ELT Pipeline

Tech stack used here is DBT for transformation, Snowflake for Data warehousing and Airflow for Orchesetration.

Setup dbt and Snowflake

Install dbt core by using pip

pip install dbt-core dbt-snowflake

Setup the snowflake using the snowflake.txt file

Start the dbt project using

dbt init

and give it a name data_pipeline and select snowflake and signin using locator, username, password, role, warehouse, database, schema and threads

this will create elt_pipeline project folder

Setup dbt_project.yml file

This is the main file that dbt uses ffor understanding the project.
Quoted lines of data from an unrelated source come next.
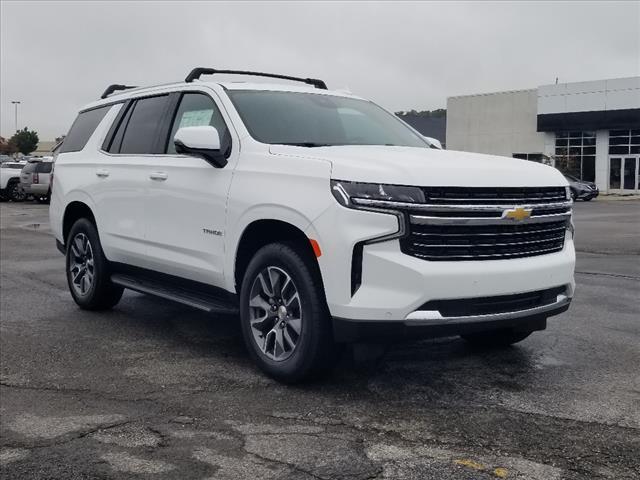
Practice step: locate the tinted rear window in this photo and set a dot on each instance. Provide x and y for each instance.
(82, 129)
(142, 127)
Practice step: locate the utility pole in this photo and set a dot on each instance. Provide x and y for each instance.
(15, 104)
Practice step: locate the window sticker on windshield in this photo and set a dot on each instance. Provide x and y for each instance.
(196, 118)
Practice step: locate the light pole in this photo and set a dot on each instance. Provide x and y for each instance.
(15, 104)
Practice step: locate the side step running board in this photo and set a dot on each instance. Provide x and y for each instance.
(200, 300)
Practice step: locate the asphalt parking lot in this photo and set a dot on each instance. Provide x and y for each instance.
(157, 390)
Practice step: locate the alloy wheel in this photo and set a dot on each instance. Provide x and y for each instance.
(275, 313)
(81, 264)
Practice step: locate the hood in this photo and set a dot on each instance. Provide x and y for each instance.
(427, 166)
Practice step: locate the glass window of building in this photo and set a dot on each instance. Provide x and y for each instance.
(576, 154)
(624, 142)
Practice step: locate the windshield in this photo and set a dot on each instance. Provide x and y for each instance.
(315, 120)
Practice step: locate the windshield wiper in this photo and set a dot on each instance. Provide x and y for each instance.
(307, 144)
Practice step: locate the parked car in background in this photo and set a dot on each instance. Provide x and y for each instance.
(35, 178)
(316, 216)
(581, 190)
(434, 142)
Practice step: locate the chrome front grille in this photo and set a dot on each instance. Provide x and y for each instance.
(459, 224)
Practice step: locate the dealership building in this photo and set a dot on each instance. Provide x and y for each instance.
(590, 130)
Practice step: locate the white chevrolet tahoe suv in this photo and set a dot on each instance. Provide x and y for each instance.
(315, 215)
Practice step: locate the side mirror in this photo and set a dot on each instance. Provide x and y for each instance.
(203, 141)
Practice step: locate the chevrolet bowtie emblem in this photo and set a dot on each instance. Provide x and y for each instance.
(518, 214)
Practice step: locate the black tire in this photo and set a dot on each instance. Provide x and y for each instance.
(496, 338)
(315, 351)
(15, 192)
(100, 294)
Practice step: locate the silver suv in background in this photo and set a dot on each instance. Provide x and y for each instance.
(10, 181)
(35, 178)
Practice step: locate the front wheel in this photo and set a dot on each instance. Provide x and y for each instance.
(496, 338)
(88, 272)
(285, 319)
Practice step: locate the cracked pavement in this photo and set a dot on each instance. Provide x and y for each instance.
(157, 390)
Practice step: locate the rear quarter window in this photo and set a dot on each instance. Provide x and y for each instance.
(82, 129)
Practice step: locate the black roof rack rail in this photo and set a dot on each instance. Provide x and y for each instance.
(197, 72)
(114, 88)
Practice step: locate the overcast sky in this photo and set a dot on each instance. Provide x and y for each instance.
(57, 56)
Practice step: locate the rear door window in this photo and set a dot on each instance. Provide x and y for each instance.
(82, 129)
(141, 128)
In the models attribute we are going to create two tables - staging and marts.

models:
  elt_pipeline:
    # Config indicated by + and applies to all files under models/example/
    staging:
      +materialized: view
      snowflake_warehouse: dbt_wh
    marts:
      +materialized: table
      snowflake_warehouse: dbt_wh

Note: Delete the example models folder in the models folders and create two folders naming staging and marts.
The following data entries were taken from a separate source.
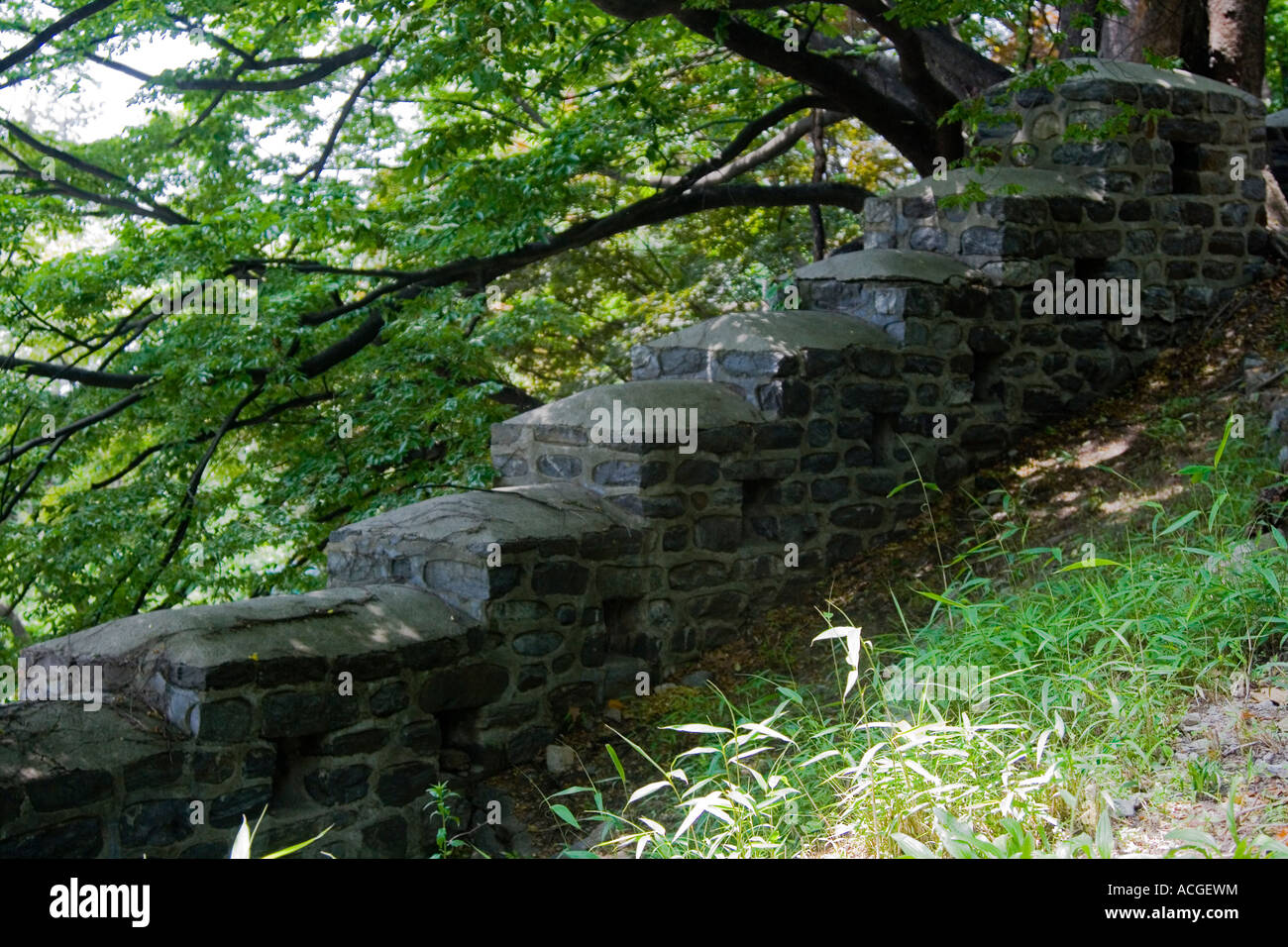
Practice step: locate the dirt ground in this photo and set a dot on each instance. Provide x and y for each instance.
(1086, 476)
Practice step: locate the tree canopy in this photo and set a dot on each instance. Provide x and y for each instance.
(450, 211)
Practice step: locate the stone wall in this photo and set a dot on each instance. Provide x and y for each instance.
(458, 634)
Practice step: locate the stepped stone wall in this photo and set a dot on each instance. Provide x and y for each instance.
(460, 633)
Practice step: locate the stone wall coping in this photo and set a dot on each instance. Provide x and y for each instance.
(717, 405)
(469, 521)
(1037, 182)
(879, 264)
(785, 331)
(1140, 73)
(329, 622)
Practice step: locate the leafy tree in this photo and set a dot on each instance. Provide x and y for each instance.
(450, 210)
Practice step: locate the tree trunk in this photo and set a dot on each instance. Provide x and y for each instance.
(1236, 43)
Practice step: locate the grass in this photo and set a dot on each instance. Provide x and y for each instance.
(1085, 667)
Now lets install third party packages.

create a packages.yml file in the elt_pipeline folder.

packages:
  - package: dbt-labs/dbt_utils
    version: 1.1.1

Now run the deps

dbt deps

Create source and staging tables

create a tpch_sources.yml file in the staging folder.

version: 2

sources:
  - name: tpch
    database: snowflake_sample_data
    schema: tpch_sf1
    tables:
      - name: orders
        columns:
          - name: o_orderkey
            tests:
              - unique
              - not_null
      - name: lineitem
        columns:
          - name: l_orderkey
            tests:
              - relationships:
                  to: source('tpch', 'orders')
                  field: o_orderkey

create a stg_tpch_orders.sql file in the staging folder.

select
    o_orderkey as order_key,
    o_custkey as customer_key,
    o_orderstatus as status_code,
    o_totalprice as total_price,
    o_orderdate as order_date
from
    {{ source('tpch', 'orders') }}

create a stg_tpch_line_items.sql file in the staging folder.

select
    {{
        dbt_utils.generate_surrogate_key([
            'l_orderkey',
            'l_linenumber'
        ])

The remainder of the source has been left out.